The Dolphins, who entered the game with the league’s 7th-best run defense at 94 yards per game, allowed Carolina 294 rushing yards and fell to 20th in the league at 116.2 per game. Running back Jonathan Stewart (110 yards rushing) and quarterback Cam Newton (95 yards rushing) did the bulk of the damage, but running back Cameron Artis-Payne (68 yards rushing) also got in on the fun.
“It seemed like we had some gap integrity issues and missed tackles,” defensive tackle Jordan Phillips said.
The Panthers totaled a whopping 548 yards, a franchise record, which was just 63 yards shy of Miami’s franchise record.
“I am lost, honestly,” defensive end Cam Wake said.
Carolina’s 45 points were the most allowed by Miami this season. The Dolphins have now allowed 40 or more points in two of their last three games and are allowing an average of 35 points per game in the last four games.
“What is on paper doesn’t define who we are,” defensive end Andre Branch said.
Offensively the Dolphins didn’t fare well, either.
They scored three touchdowns, which would be considered promising under normal circumstances. But Miami’s last two touchdowns basically came in desperation mode. They trailed 31-7 when running back Kenyan Drake scored on a 66-yard run in the third quarter and trailed 45-14 when Jarvis Landry scored on a 9-yard reception in the fourth quarter.
But the defense’s performance was the story, and it was a shocking tale.

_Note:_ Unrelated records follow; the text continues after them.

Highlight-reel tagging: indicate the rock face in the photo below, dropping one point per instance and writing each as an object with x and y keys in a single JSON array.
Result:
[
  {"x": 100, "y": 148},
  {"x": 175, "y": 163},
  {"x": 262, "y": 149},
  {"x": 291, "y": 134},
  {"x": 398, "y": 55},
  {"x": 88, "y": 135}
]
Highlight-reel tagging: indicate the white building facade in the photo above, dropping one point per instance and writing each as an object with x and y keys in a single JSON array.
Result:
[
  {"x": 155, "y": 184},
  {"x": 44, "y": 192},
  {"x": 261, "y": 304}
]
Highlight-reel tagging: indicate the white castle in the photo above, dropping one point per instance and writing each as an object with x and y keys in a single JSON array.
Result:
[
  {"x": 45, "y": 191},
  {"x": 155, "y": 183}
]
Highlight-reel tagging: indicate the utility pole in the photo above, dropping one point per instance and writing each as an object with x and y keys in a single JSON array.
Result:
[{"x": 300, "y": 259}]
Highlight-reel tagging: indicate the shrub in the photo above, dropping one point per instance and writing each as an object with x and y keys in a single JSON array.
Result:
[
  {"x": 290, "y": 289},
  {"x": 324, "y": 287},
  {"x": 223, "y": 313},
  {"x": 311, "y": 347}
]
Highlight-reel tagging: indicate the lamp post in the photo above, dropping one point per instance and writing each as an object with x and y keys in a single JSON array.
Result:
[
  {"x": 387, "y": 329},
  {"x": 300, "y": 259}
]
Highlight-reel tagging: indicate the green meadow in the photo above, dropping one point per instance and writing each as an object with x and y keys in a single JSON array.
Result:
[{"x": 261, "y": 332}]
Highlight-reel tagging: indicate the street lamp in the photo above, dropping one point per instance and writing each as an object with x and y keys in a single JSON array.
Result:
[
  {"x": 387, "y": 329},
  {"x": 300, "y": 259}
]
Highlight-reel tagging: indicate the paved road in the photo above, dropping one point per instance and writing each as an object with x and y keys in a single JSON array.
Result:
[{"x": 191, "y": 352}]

“It was just another frustrating night,” Branch said. “The coaches will figure out how to get it fixed and us players will have to execute. We just need to fix the things that need to be fixed.”
REPORT CARD VS. PANTHERS
—PASSING OFFENSE: D – QB Jay Cutler (22 of 37, 213 yards, two touchdowns, one interception, 82.4 passer rating) was throwing to open spaces, not open receivers, all night. It’s unclear whether most of these throws that landed on green grass were Cutler’s fault or the receivers. WRs Jarvis Landry (five receptions, 42 yards, one touchdown) and DeVante Parker (six receptions, 66 yards) were largely non-factors. Cutler didn’t get sacked, however. That’s about the only positive here.
—RUSHING OFFENSE: F – RB Kenyan Drake (seven carries, 82 yards) had a 66-yard touchdown run that saved the day statistically. Miami ended with 100 yards on 17 carries. But aside from that run there was nothing, as the 16 other carries for 34 yards would attest. RB Damien Williams (nine carries, 19 yards) didn’t do much, and neither did the line.
—PASS DEFENSE: D – QB Cam Newton (21 of 35, 254 yards, four touchdowns, no interceptions, 120.4 passer rating) tore apart the Miami secondary. WR Devin Funchess (five receptions, 92 yards, two touchdowns) was part of an aerial attack that never showed a weakness as they found numerous soft spots in Miami’s zone coverage and beat the Dolphins one-on-one in man coverage. Miami had no sacks and didn’t pressure Newton consistently. A bad night.
—RUSH DEFENSE: F – Miami allowed 294 yards on the ground, including runs of 43 yards by RB Cameron Artis-Payne and 69 yards by QB Cam Newton. The revamped secondary that added FS T.J. McDonald didn’t offer much resistance. This was easily the most disappointing aspect of the game for Miami because it had been their most reliable unit.
—SPECIAL TEAMS: C – K Cody Parkey never attempted a field goal. P Matt Haack (four punts, 41.8 yards per punt) didn’t fare very well. The return game didn’t produce consistent field-position advantages. The coverage units were decent. But Miami wasn’t able to gain any sort of advantage in this area.
—COACHING: D – Miami lost its composure after allowing a touchdown shortly before halftime. In an eight-minute span from late in the second quarter to midway through the third, the Panthers scored 21 points to basically win the game. Head coach Adam Gase and his staff weren’t able to make enough adjustments to turn the tide. And they got off to another slow start with seven points in the first half.